Surah Al-Ikhlas memberi fondasi teologis tauhid yang bersih dan absolut, sedangkan Surah Al-Mu’minun ayat 91 menunjukkan konsekuensi logis dan praktis dari menyimpang dari tauhid. Bila tauhid goyah — dalam bentuk syirik teologis maupun “syirik modern” (penghambaan terhadap dunia) — maka tatanan hidup akan hancur.

Keduanya mengajarkan bahwa stabilitas batin, sosial, dan alam semesta hanya dapat terwujud jika kita kembali kepada Allah yang Esa, tempat bergantung, dan tak ada yang menyerupai-Nya.
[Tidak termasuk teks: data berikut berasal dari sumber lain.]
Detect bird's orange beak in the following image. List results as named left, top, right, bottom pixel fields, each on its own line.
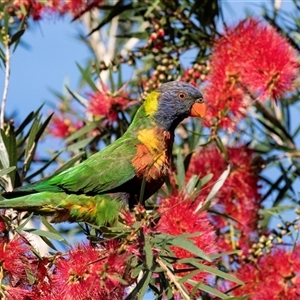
left=190, top=102, right=206, bottom=118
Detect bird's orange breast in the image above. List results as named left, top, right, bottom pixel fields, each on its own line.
left=132, top=127, right=173, bottom=183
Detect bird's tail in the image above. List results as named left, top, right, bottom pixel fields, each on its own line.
left=0, top=192, right=123, bottom=225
Surah Al-Mu’minun ayat 91 dan Surah Al-Ikhlas sama-sama menegaskan Tauhid sebagai inti dari ajaran Islam. Namun, tauhid bukan sekadar dogma. Ia adalah hasil dari proses pencarian, perenungan, dan penyucian dari segala bentuk penyekutuan terhadap Tuhan.

Maka, untuk benar-benar memahami dan meyakini tauhid, manusia perlu menggunakan akal — namun tetap dibimbing oleh wahyu.

Akal sebagai Jalan Awal Pencarian

Setiap nabi, termasuk yang kita pelajari dari perikehidupan Nabi Ibrahim, memulai pencarian Tuhan dengan membaca realitas: alam, langit, benda-benda langit, dan gejala-gejala eksistensi.

Ha ini menunjukkan bahwa agama sejati tidak mengabaikan akal, justru mengundang akal untuk berpikir. Bahkan dalam banyak ayat, Allah mengajak manusia untuk “afala ta’qilun”, “afala tatafakkarun”, dan “afala yanzhurun” — bukti bahwa iman dalam Islam bukan buta, tapi berakal.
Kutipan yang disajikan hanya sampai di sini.